Kahns Schlüsselqualifikation
Prima, dann ist ja alles klar. Die beiden verstehen sich gut, so von Mann zu Mann. Womit wir wieder beim Live-Ticker sind. "11.56 Uhr: Die Tür des Verhandlungsraumes geht auf, Clemens Tönnies verlässt den Raum, legt eine Toilettenpause ein. Nach zwei Minuten gehen die Verhandlungen weiter. Alles deutet darauf hin, als würden sie sich noch in die Länge ziehen." Zwei Minuten, Respekt, Herr Tönnies. Aber zu früh gefreut: "12.18 Uhr: Die Tür des Verhandlungsraumes geht erneut auf. Dieses Mal kommt Oliver Kahn aus dem Raum, legt ebenfalls eine Pinkelpause ein. Der Torwart-Titan ist nach anderthalb Minuten wieder oben – schneller als Tönnies."
Da wir uns hier um eine ernsthafte Analyse bemühen – und glauben, auf einem guten Weg zu sein -, beteiligen wir uns nicht an den bösen Spekulationen darüber (pfui, so etwas wollen wir nie wieder lesen!), ob die Protagonisten dieser Komödie bei ihren rekordverdächtigen Boxenstopps die Zeit für einen Gang zum Waschbecken hatten. Das spielt bei der Suche nach einem Bundesligamanager nun wirklich keine Rolle.
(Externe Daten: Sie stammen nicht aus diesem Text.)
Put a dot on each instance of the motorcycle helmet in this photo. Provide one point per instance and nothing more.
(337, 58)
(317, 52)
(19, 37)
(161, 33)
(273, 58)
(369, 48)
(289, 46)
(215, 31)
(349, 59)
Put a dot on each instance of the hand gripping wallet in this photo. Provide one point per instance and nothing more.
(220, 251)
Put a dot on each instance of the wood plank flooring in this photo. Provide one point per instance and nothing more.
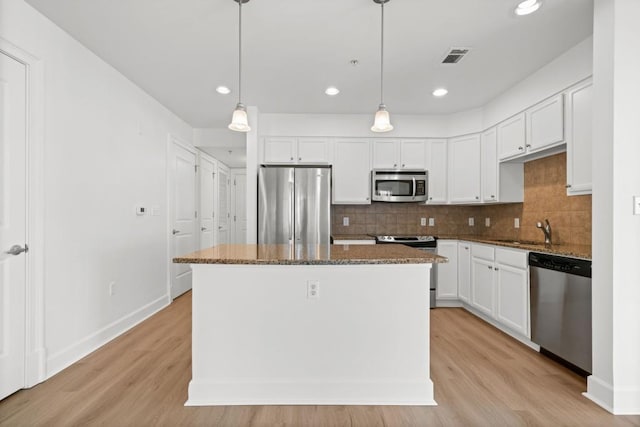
(482, 378)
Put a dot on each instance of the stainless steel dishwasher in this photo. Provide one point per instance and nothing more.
(561, 308)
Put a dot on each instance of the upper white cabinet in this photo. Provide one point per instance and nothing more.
(447, 272)
(489, 165)
(464, 169)
(351, 172)
(538, 128)
(579, 138)
(545, 124)
(285, 150)
(399, 154)
(512, 137)
(437, 167)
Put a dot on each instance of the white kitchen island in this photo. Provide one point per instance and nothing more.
(262, 336)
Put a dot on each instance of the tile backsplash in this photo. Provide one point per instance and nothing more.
(544, 197)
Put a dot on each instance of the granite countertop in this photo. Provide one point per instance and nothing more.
(310, 255)
(578, 251)
(353, 237)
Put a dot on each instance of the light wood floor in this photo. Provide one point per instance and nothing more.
(481, 376)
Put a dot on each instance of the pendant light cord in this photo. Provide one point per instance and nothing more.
(382, 55)
(239, 51)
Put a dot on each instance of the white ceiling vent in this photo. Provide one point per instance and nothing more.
(455, 54)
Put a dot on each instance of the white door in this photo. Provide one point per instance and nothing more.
(12, 224)
(223, 210)
(184, 239)
(240, 208)
(207, 202)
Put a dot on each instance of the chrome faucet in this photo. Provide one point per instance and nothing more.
(546, 229)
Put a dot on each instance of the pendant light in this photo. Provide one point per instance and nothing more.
(381, 122)
(239, 120)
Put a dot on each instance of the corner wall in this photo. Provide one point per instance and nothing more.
(105, 145)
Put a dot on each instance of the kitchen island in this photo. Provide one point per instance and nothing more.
(291, 324)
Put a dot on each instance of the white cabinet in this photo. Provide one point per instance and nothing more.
(545, 124)
(501, 182)
(437, 167)
(447, 287)
(399, 154)
(464, 169)
(489, 165)
(351, 172)
(512, 283)
(579, 138)
(464, 272)
(290, 150)
(512, 137)
(537, 129)
(483, 289)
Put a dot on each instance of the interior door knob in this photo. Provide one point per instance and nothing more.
(17, 250)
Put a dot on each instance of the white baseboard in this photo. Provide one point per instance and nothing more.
(617, 400)
(213, 393)
(65, 358)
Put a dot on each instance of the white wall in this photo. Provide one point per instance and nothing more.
(615, 383)
(105, 143)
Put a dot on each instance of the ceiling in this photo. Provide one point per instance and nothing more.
(180, 51)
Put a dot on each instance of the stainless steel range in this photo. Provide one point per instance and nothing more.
(423, 243)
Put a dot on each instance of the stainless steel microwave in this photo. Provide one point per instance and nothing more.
(399, 185)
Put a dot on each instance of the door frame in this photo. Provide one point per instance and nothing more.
(171, 140)
(35, 350)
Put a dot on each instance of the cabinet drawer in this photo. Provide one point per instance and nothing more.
(513, 258)
(482, 251)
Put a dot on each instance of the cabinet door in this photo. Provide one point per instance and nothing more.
(482, 286)
(437, 167)
(579, 138)
(352, 172)
(447, 286)
(489, 165)
(513, 298)
(386, 154)
(511, 137)
(313, 150)
(413, 154)
(464, 169)
(280, 150)
(545, 124)
(464, 272)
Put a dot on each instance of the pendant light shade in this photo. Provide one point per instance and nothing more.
(239, 120)
(382, 122)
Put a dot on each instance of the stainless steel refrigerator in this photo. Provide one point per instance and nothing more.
(294, 205)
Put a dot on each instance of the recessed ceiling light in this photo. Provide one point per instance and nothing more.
(440, 92)
(223, 90)
(332, 91)
(527, 6)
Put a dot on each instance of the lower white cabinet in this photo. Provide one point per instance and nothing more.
(464, 271)
(512, 278)
(447, 287)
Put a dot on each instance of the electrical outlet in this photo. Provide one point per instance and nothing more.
(313, 289)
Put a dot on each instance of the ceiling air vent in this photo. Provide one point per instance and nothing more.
(455, 54)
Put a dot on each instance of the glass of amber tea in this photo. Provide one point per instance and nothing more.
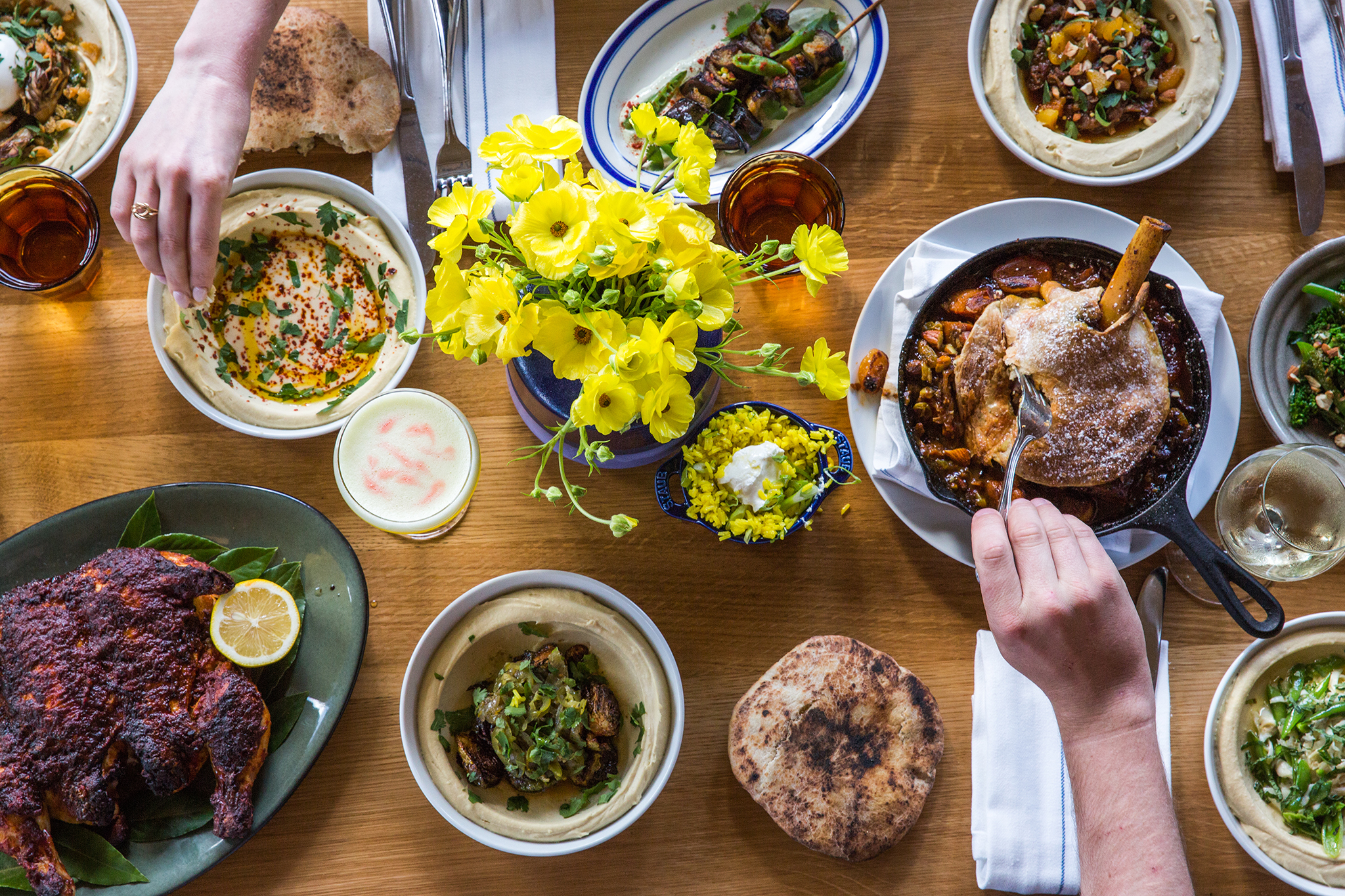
(49, 232)
(772, 194)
Uns beschäftigt vielmehr die Frage, ob es als Bewerber bei einem Vorstellungsgespräch vorteilhaft ist, schneller als der Chef zu sein. Davon, wie Clemens Tönnies diese Frage beantwortet, hängt jetzt alles ab. Wir glauben: Zum Wohle des Vereins sieht Tönnies darüber hinweg. Und der Titan trägt bald Königsblau.
Stefan Giannakoulis, Sportredakteur bei n-tv.de, schreibt immer zu Wochenbeginn das auf, was ihm im Sport ein wenig komisch vorkommt.